Mercato, valore nutrizionale e sbocchi di filiera
La richiesta di proteine vegetali e in espansione. Dati FAO 2024 e analisi di mercato europee indicano che i prodotti a base di cece (hummus, snack cotti, paste, bevande) crescono a doppia cifra in molti canali. Nell’UE il consumo medio di legumi secchi ha raggiunto circa 3-3,5 kg pro capite/anno nel 2024, con l’Italia sopra la media grazie alla tradizione culinaria. Il cece contiene 20-22% di proteine, 10-12% di fibra e un profilo di amido a basso indice glicemico, elementi coerenti con le raccomandazioni OMS e FAO per diete sane e sostenibili.

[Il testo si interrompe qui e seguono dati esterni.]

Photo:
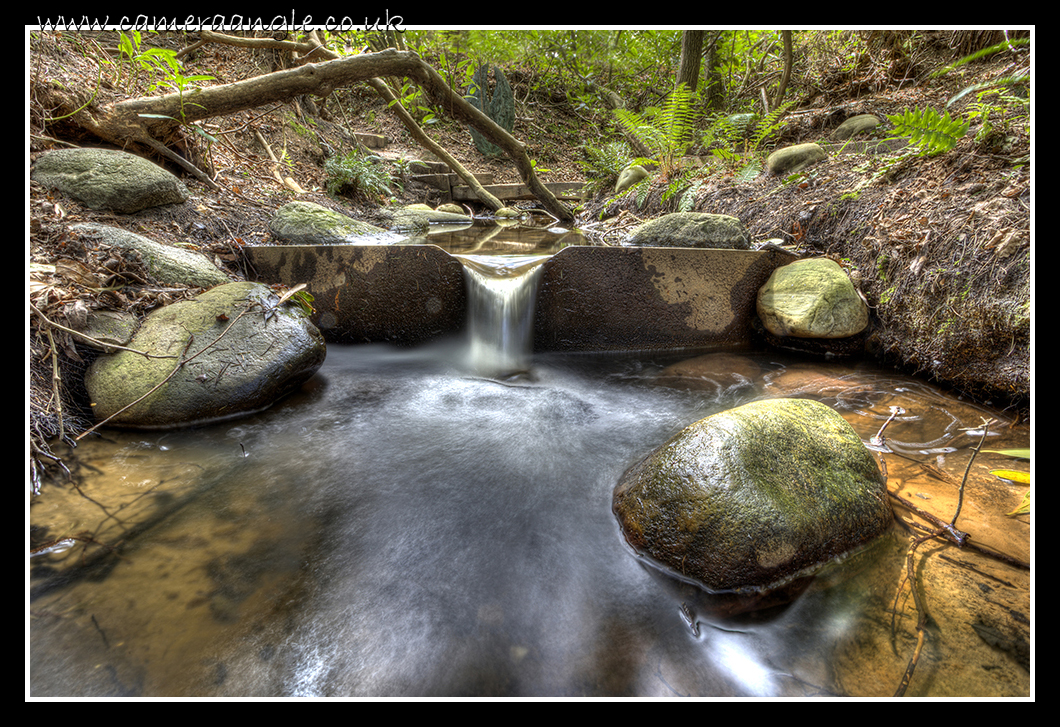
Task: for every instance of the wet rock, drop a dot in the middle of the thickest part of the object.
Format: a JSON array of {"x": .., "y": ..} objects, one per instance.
[
  {"x": 693, "y": 229},
  {"x": 166, "y": 264},
  {"x": 265, "y": 354},
  {"x": 420, "y": 217},
  {"x": 108, "y": 179},
  {"x": 629, "y": 177},
  {"x": 854, "y": 125},
  {"x": 811, "y": 299},
  {"x": 793, "y": 159},
  {"x": 754, "y": 498},
  {"x": 310, "y": 224}
]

Per il produttore, opportunita aggiuntive derivano da prodotti trasformati a valore aggiunto (farine per bakery gluten free, semole per pasta, burger vegetali) e da contratti con industrie che richiedono specifiche merceologiche. La tracciabilita e il legame con varieta locali aumentano il premio di prezzo. Collaborare con organizzazioni come ISMEA, camere di commercio e consorzi consente di accedere a dati, rete commerciale e strumenti per copertura del rischio, mantenendo la coltura del cece una scelta solida nel 2026 e negli anni a venire.